Il attrape une minuscule miette que tenait l’insecte, qu’il glisse dans sa poche.
- Et que je t’y reprenne pluuuus gugugu ! Alors. Où que j’en étais… Ah oui ! Guuuugugugugugu ! Ouuuiiiiiii ouuuuuuu Noooooon !
Alrahyr est sidéré par le comportement de l’inconnu.
- Je te répèèèète la questioooonnnn gugugu. Réussiras-tu à franchir mon domaine, vaillant aventurieeeer ?
- Euh… oui ?
- Bieeen gugugu ! Alors viens, je t’attends !
Il tend son bras vers des épaves et un bâton en bois en jaillit, venant directement se placer dans sa main. Un combat ? Avec ça ?
- Non mais monsieur, je ne veux que passer…
- Pas sans me combaaaaaattre guuuuugugugugugugugugugugu !
Et il se précipite vers le jeune homme. D’un coup sec de bouclier, il pare le coup, avant de recevoir un revers dans la tête.
- Aïe !
- Guuuugugugugu, je ne serai pas gentil la prochaine foiiiis ! Gare à toiiiii !
Le vieillard attaque à nouveau, mais Alrahyr y est préparé. Il bloque chaque coup, l’un après l’autre, forçant son adversaire à renouveler ses mouvements, toujours plus rapidement. D’un coup plus puissant que les autres, le jeune homme passe la défense de son assaillant puis se précipite plus loin, de manière à fuir le combat. C’est vrai, inutile de blesser un vieil homme ! Surtout avec un bâton.
Mais, après avoir administré un puissant coup sur la tête du fuyard, Bernale apparaît comme par téléportation devant lui, un nuage de poussière glissant sous les pieds.
- Tu ne t’enfuiras pas ! Guuugugugugugu ! Tu dois me battre.
S’il le faut… Alrahyr sort son sabre long, qu’il empoigne en main droite, et resserre sa prise sur son bouclier. S’engage alors un échange de coups, tous parés par le bâton de bois, y compris les attaques au sabre. De temps à autres, le jeune homme est victime de petites tapes un peu partout sur le corps, qui ne le blessent pas mais qui l’horripilent au plus haut point.
- Mais… Vous êtes qui, vous ?
- Guuugugugugu, je te l’ai diiiit ! Bernale R. Myth !
Le nom n’est pas important, mais pourquoi l’ex-Sergent d’Elite ne parvient pas à passer la garde de cette vieille loque ? Peut-être pas si loque que ça, après tout. Le vrai problème, en fait, c’est qu’il semble s’amuser à lui foutre des petits coups partout.
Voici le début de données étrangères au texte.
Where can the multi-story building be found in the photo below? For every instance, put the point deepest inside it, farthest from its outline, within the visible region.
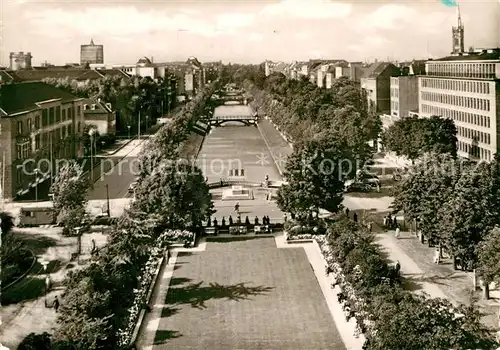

Et, plus embêtant, malgré la superbe facture du bouclier en acier kaltershaft, qui est censé réduire la puissance des coups, voire de les amortir totalement, Alrahyr ressent une douleur dans le bras gauche, correspondant aux chocs bloqués. Et cela, c’est inhabituel.
- Tu abandoooonnes ? Guuugugugugugu !
Non, il n’abandonne pas. Il passe simplement à la vitesse supérieure. Dans un premier temps, il faut déstabiliser.
- KIRETSU !
La frappe au sol administrée par le bord du bouclier déclenche une fissure qui se propage à pleine vitesse vers Bernale, déchiquetant le sol et faisant valser des débris dans tous les sens. Le vieux, certainement surpris, ne voit pas son adversaire fondre sur lui, et placer le bord de son bouclier contre son torse.
- HAKAI !
Le premier impact détruit la résistance externe de la cible, le deuxième répartit l’onde de force dans son corps, et le troisième provoque une onde inverse qui libère toute l’énergie emmagasinée. Puis Alrahyr bondit en arrière, et, en vol :
- BUMERAN !
Le bouclier fend l’air, pour aller se ficher… droit dans la main de Bernale. Alrahyr retombe au sol, sur ses jambes, sabre long en main.
- Hein ?
- Guuugugugu ! Belle tentative, l’aventurier ! Mais il va falloir en faire plus !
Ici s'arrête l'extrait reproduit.